Commentary Editor Norman Podhoretz referred to Arendt's deliberate "perversity." Of all these furious counterattacks, Young-Bruehl comments disingenuously, "The low intellectual level of the controversy was largely determined by the editorial policies of the major magazines and journals."
Unhappily, about some subjects a lofty analysis is not always possible. Mass murder is one of them. Arendt's reputation never really recovered from her most discussed and least significant book. Yet even in Eichmann she aimed not for heat but for light. As Hannah Arendt makes clear, the writer did not wish to mitigate radical evil but to trace its genealogy back to the roots.
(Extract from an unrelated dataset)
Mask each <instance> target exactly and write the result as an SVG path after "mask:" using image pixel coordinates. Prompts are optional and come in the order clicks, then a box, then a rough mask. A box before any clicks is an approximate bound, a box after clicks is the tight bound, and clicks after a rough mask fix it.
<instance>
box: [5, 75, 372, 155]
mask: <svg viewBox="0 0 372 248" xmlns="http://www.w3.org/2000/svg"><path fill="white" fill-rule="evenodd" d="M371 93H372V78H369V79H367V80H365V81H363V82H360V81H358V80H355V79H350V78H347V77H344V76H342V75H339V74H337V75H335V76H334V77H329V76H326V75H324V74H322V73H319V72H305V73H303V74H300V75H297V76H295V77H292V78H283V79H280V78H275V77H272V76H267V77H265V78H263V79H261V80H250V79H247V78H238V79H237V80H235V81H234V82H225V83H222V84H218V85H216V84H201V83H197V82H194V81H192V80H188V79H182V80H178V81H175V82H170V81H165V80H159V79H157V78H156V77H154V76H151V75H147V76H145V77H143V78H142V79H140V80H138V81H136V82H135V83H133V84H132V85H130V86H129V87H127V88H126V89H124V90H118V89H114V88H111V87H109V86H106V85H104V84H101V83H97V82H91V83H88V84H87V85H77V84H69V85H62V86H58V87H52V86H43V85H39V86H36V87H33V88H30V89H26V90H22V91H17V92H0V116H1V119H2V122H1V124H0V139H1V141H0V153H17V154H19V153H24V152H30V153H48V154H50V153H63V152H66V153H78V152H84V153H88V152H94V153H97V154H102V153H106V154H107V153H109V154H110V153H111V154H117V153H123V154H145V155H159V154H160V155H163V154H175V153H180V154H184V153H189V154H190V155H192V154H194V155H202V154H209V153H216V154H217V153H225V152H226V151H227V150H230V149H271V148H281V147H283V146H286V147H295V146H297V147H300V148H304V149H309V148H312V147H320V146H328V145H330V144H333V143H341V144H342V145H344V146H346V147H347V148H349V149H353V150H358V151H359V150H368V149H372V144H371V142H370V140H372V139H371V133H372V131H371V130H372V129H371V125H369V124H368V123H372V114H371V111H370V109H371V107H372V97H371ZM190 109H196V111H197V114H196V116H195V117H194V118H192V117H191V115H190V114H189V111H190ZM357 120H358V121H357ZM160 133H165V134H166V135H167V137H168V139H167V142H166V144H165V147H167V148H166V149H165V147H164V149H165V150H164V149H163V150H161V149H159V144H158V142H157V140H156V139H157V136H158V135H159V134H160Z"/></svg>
Her attackers never quite appreciated her resolve; but then, she never fully understood those Holocaust survivors who were reinjured by her charges.
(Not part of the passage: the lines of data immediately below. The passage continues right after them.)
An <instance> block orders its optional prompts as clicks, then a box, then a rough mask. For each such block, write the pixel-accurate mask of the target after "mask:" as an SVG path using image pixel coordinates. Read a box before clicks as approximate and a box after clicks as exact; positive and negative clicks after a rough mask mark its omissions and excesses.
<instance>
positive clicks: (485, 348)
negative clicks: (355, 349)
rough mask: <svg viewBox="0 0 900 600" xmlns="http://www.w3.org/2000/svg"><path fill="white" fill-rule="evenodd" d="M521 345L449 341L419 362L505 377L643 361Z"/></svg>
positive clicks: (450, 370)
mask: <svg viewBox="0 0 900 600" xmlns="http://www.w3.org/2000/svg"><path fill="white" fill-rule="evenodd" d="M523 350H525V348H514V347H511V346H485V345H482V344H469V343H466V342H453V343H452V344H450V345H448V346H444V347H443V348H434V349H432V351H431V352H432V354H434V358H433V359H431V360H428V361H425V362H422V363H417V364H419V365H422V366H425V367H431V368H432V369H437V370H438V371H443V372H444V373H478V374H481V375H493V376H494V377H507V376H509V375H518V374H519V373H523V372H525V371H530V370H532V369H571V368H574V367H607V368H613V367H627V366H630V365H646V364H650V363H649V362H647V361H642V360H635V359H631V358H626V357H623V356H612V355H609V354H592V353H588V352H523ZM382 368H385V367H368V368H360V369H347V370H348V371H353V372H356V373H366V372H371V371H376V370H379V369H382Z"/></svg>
To the end, widowed and alone, despite incessant and often unfair criticism, she continued to work, the avian eyes considering the world. On the night of her death in New York City, in 1975, a paper was rolled into her typewriter, the first page of a final book. The title was Judging.
By Stefan Kanfer
Excerpt
" 'I said to myself: if it is possible to do so decently, I would really like, still, to stay in this world.' This calm acceptance and appreciation of life ... echoed through her work for years. It deeply informed Eichmann in Jerusalem but it was most obvious in an essay she wrote about Pope John XXIII, whose funeral was held in Rome while Arendt was there in the summer of 1963, vacationing after the publication of the Eichmann book. She described this simple, proud, self-confident Pope, a man whose willingness to judge and to trust his judgments was remarkable, and she found his faith inspiring. This faith, she felt, was manifest in the words he spoke on his deathbed, 'his greatest words.' 'Every day is a good day to be born, every day is a good day to die."